Ayer por la tarde recogí, como todos los martes, a mi nieta del “Day
Care” escuelita, o pre kínder. Con solo tres añitos, Mariah sabe abrocharse el
cinturón de seguridad del asiento para niños, en el que viaja en la cabina
climatizada de nuestro auto hasta nuestra casa. Suelo mirarla por el espejo retrovisor, mientras entablamos un
dialogo que invariablemente toma matices humorísticos por las ocurrencias de la
cría. Durante el recorrido me ausente del dialogo y me deje llevar por el
recuerdo y la nostalgia hasta mis días de infancia en la finca Esperanza y
Sumidero en las afueras del Central Mercedes, Matanzas, Cuba. La pregunta fue
inevitable ¿Cómo sobrevivimos? Esta pregunta me la hago muchas veces.

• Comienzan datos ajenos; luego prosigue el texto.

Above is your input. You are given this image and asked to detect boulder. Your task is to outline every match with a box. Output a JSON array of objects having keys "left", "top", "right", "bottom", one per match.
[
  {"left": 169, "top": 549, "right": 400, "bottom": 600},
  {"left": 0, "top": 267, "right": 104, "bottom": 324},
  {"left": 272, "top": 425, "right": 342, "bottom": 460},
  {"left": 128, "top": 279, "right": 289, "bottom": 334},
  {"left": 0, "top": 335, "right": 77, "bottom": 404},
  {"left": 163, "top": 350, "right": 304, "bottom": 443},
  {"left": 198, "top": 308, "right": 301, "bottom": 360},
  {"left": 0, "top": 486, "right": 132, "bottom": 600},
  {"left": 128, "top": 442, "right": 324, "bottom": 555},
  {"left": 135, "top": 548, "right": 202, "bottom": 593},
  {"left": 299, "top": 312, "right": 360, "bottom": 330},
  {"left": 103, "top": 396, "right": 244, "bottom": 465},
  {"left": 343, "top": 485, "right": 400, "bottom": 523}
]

Especialmente cuando comparo la gran diferencia entre la forma en que viví mi
niñez y la forma en que la viven los niños ahora. Sería muy largo hacer una
comparación detallada, así que me concentraré en un solo detalle, el
transporte.
Las primeras
clases de tutoría que recibí me las impartió Elena Cardona en su casa, o la
casa de sus padres para ser más exactos. No sé si por vocación o por unos pocos
pesos, lo cierto es que en casa de Ramona y Vicente, Elena creó una escuela
privada donde asistíamos varios niños del central a repasar y reforzar la
materia que nos daban en la escuela pública José Abrines. Se formaban grupos
por edades, de esa manera cuando yo estaba aprendiendo a escribir, mis primos
mayores que también asistían, estaban aprendiendo quebrados. El encargado de llevarme
y traerme era mi primo Vicentico Grillo, diez o doce años mayor que yo, hijo de
mis tíos Digna Álvarez y Pipe Grillo, que también asistía a clases. El medio de
transporte era un caballo, o en nuestro caso una yegua vieja. Vicentico se
aparecía en casa a bordo de "la
yegua de la sociedad" así le llamábamos todos, pues pertenecía a la
sociedad formada por los hermanos Grillo, propietaria de la finca donde
vivíamos. La yegua entradita ya en años, era extremadamente dócil y noble, por
esa razón era utilizada como transporte de muchachos. El encargado de alistarla
para esos menesteres, ponerle la montura y acicalarla era Severino Pereira, un
trabajador de la finca que se encargaba de varios quehaceres en casa del tío
Pipe. Severino tenía fama de ser un holgazán, Pipe le llamaba constantemente la
atención. Lento y mal eran las peculiaridades con las que realizaba cualquier
tipo de labor que se le encomiaba. Más que un empleado, era un miembro más de
la familia. Eso sí, tocaba bien el laúd.
Todas las
mañanas mi madre me tenía listo. Al llamado de Vicentico desde el callejón, me despedía
en el portal de la casa con un, −que Dios te proteja hijo− a toda carrera yo
salvaba la distancia del portal al callejón y con la agilidad de los seis años,
ponía un pie en el estribo de la montura y de un salto caía sobre las ancas del
animal. No lo sabíamos entonces, pero en realidad, Dios nos protegía. Así, partíamos
hacia la escuelita de Elena. Los primeros metros los recorríamos muy despacio, hasta
perdernos de la vista de mi madre que invariablemente se quedaba parada en el
portal. Cuando ya mi madre no nos veía Vicentico emitía un ruido parecido al
motor de un auto. La yegua entrenada, según aumentaba el ruuuuuunnnnn aceleraba
la marcha. A cada sonoro cambio de la transmisión imaginaria, el sacudión era
más violento y la velocidad aumentaba. Cuando alcanzaba a ponerle la quinta,
con el hocico estirado hacia adelante, las orejas plegadas hacia atrás y la
cola recta en posición horizontal, la bestia se convertía en un estrepitoso bólido
de cuatro patas. Yo con una mano me aferraba al cinto de Vicentico y con la
otra sujetaba un cuaderno y un lápiz. Aquella mañana tomamos la curva frente a
casa de Paco Herrera hacia la casa de los Cardona a "ciento cuarenta kilómetros por hora."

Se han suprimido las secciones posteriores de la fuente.